Ask HN: Why are PDFs so hard to edit?

5 superconduct123 5 6/17/2025, 2:26:04 AM
What is it about the underlying format that makes it so difficult to edit a PDF

Comments (5)

necovek · 8h ago
Because it was designed as a graphical output format, not an editable format.

Some of the "compression" tricks it allows one to use (eg. font subsetting, even remapping characters to use fewer bits to encode text) may make the data only keep the same appearance, and semantic encoding would be gone (for example, "A" may stand for "#").

It's actually quite similar in nature to TeX's DVI format (boxes and their positions), though obviously not a bitmap format but a vector one with all the deps embedded.

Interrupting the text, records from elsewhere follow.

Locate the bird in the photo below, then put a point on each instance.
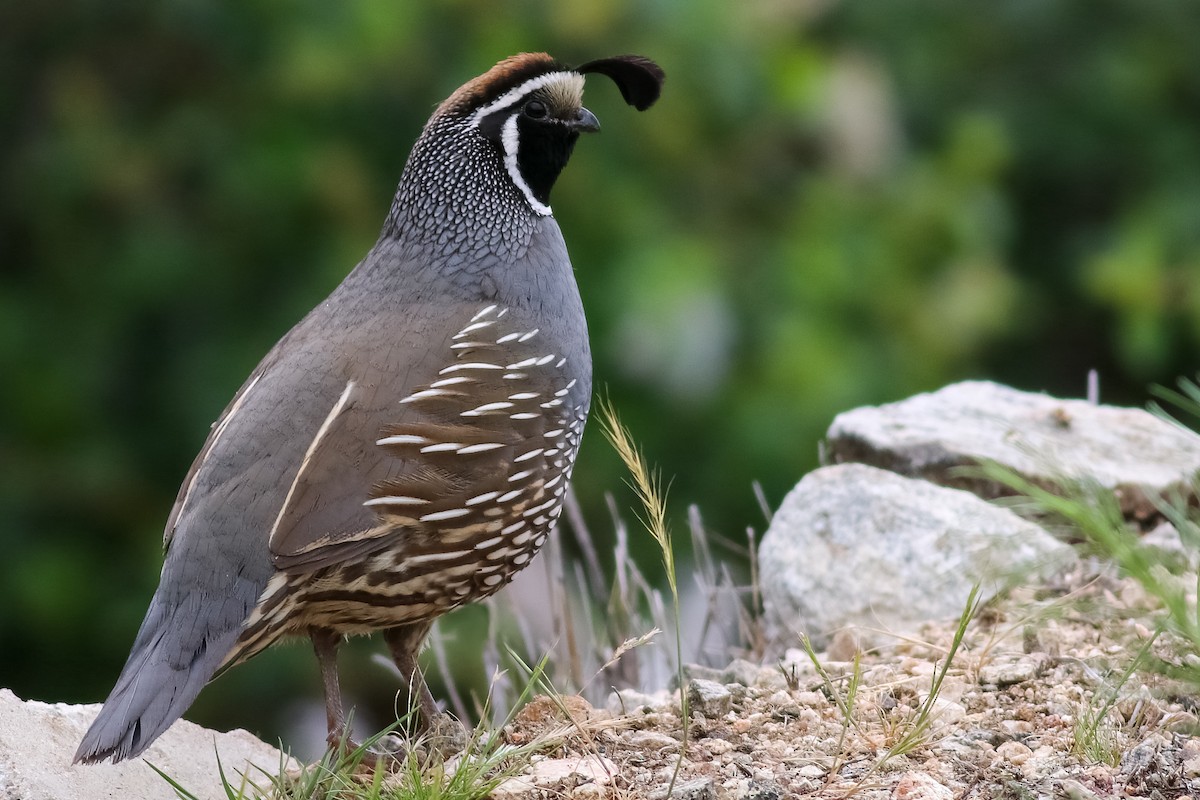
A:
(405, 449)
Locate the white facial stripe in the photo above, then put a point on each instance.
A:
(510, 142)
(514, 95)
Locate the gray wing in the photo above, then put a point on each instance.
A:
(387, 465)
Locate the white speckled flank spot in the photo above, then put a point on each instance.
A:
(402, 439)
(483, 312)
(474, 326)
(396, 499)
(451, 382)
(527, 456)
(487, 408)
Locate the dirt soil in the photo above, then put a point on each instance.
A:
(1009, 721)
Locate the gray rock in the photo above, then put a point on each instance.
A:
(1043, 438)
(696, 789)
(709, 698)
(629, 701)
(1007, 671)
(37, 741)
(857, 547)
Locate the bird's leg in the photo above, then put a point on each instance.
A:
(405, 643)
(325, 643)
(443, 734)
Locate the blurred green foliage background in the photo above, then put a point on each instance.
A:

This means that, for instance, using non-default kerning and whitespace will lead to all text becoming box-per-character thrown around the page.

superconduct123 · 7h ago
I see, so its like a lower level format than say a word doc or markdown
k310 · 8h ago
There's a pretty decent explanation here:

https://mailmergic.com/blog/why-pdf-are-hard-to-edit/

The most compelling tidbit I found was this:

> The Technical Architecture of PDF: A Labyrinth of Objects

> Beneath the surface, PDF files are complex compositions made up of objects: text blocks, images, vectors, fonts, metadata, and instructions for rendering. These elements are often stored in fragmented sequences that are optimized for viewing rather than editing. The text is not always stored in logical reading order, and words may be divided into separate character objects placed precisely on the page based on coordinates.

Lots more there. No more spoilers.

PaulHoule · 8h ago
Maybe 10 years ago I was a student of file formats and I actually liked PDF as it had a clear theory of how you serialize a graph of objects. It's more like the old Microsoft Word format or the current DOCX and much better than the atrocious PSD format. PDF is a good format for one developed in the 1990s for what it was intended to do.
fuzzfactor · 8h ago
>Why are PDFs so hard to edit?

This is by design.

IIRC the original objective was to require a costly proprietary program from Adobe called "Acrobat" to create the file to begin with, and it was intended not to be edited. Rather it was supposed to be readable and printable with good consistency between PCs and Macs.

"Acrobat Reader" has always been free, to help popularize the format and make sure that anybody could open and read the file. But no editing for you the user. And the "publishers" who routinely generated the early PDFs using the full Acrobat suite wanted to distribute documents for people to trust that they had not been edited from the source. At least not as easily as a Word DOC file could be edited.